Prigionieri della N.A.T.O. e servi degli U.S.A.
Mentre il mondo è in fiamme, avviluppato da un incendio di enormi proporzioni innescato dai nostri padroni a stelle strisce; mentre nessun governo, schiavo dell’indecente patto della N.A.T.O., trova il minimo orgoglio o se volete, amor patrio, per rifiutare i diktat statunitensi, noi italiani ci troviamo, sempre più poveri, inermi e inebetiti, trattati come i barboncini da compagnia degli yankee, a osservare quanto ci sta accadendo intorno, pregando che i terroristi islamici si dimentichino di noi e che agli americani non salti in mente di spedire i nostri soldati al fronte come già hanno avuto modo di fare in un recente passato. La nostra politica estera è sempre più disastrosa, da sempre affidata ad incapaci e opportunisti che vedono nella poltrona della Farnesina l’opportunità di mostrarsi ruffiani e servili nei confronti della Casa Bianca e dei grandi banchieri che oggi, più dei governi, sono arrivati a determinare la politica interna ed estera dei Paesi militarmente più organizzati e industrializzati del pianeta. Certo l’Italia, anche volendo, non ha né forza, né peso internazionale per cambiare le cose, d’altronde è dal dopoguerra che abbiamo in scioltezza cestinato ogni residuato di orgoglio nazionale. Certo, però, potremmo almeno rifiutarci di obbedire sempre alla N.A.T.O. in cambio di niente se non di ulteriori spese che vanno ad assommarsi alla mostruosa colletta coatta cui siamo costretti esclusivamente per il mantenimento della nostra classe politica e di tutti gli sprechi che la caratterizzano da oltre mezzo secolo.
Comunque, delle tante cose che si potrebbero fare non si fa nulla e i fatti ci consegnano un governo sempre pronto a ripetere fedelmente le istruzioni che gli arrivano da oltre oceano e allo stesso modo, sempre pronto a pagare riscatti milionari ai terroristi di turno che rapiscono volontari italiani impegnati nei teatri di guerra o in Paesi africani e asiatici di cui non viene resa nota la pericolosità solo per accontentare le mire di guadagno dei tour operator.

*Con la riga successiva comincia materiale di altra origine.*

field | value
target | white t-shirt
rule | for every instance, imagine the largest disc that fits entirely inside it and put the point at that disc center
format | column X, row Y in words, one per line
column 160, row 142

Abbiamo e non da oggi, quella che senza ombra di dubbio può essere definita la peggiore classe politica al mondo, capace di vivere esclusivamente di promesse e spot pubblicitari, ma nello stesso tempo, nei fatti, senza nessun attaccamento alla Nazione, nessun rispetto per il popolo, nessuna vergogna quando si trova costretta a negare evidenti casi di corruzione e concussione che troppo spesso la vedono coinvolta. Per contro, abbiamo la classe politica in assoluto più pagata, numerosa e attaccata alla poltrona mai vista in nessun’altro angolo del pianeta.
Abbiamo lasciato distruggere la Libia senza batter ciglio e così facendo, oggi, nel colpevole silenzio imposto dal governo Renzi, abbiamo i nostri soldati nella terra che fu di Gheddafi a proteggere con le armi e con la vita il gasdotto dell’E.N.I.. Abbiamo partecipato all’abbattimento del governo di Saddam Hussein, siamo andati a bombardare i fratelli Serbi solo perché non siamo stati capaci di dire agli americani che non ci interessa ammazzare la gente, soprattutto quando non ci ha fatto niente!
Non perdiamo occasione per schierarci là dove ci vogliono i nipotini dello Zio Sam dimostrando di non avere nessuna memoria storica quando si tratta di andare a braccetto con chi ha sulla coscienza il più grande genocidio della storia dell’uomo: l’eliminazione dei Nativi Americani e la deportazione dei superstiti in pezzi di deserto o di palude chiamati “riserve”. Oltre cento milioni di morti passati nel dimenticatoio collettivo delle coscienze occidentali, pronte a ricordare con la pancia piena di hamburger, patatine, salse e Coca Cola, solo quanto fa comodo ricordare ai padroni americani, a loro volta corti di memoria o con ricordi distorti anche per i 15 anni di guerra in Vietnam e per le due bombe atomiche sganciate sulla testa dei giapponesi durante la seconda guerra mondiale. Insomma, certamente la politica estera non è cosa facile, ma a noi la politica estera di questa Italia sempre pronta ad obbedire a scapito del benessere del suo popolo ai voleri della Casa Bianca non ci piace.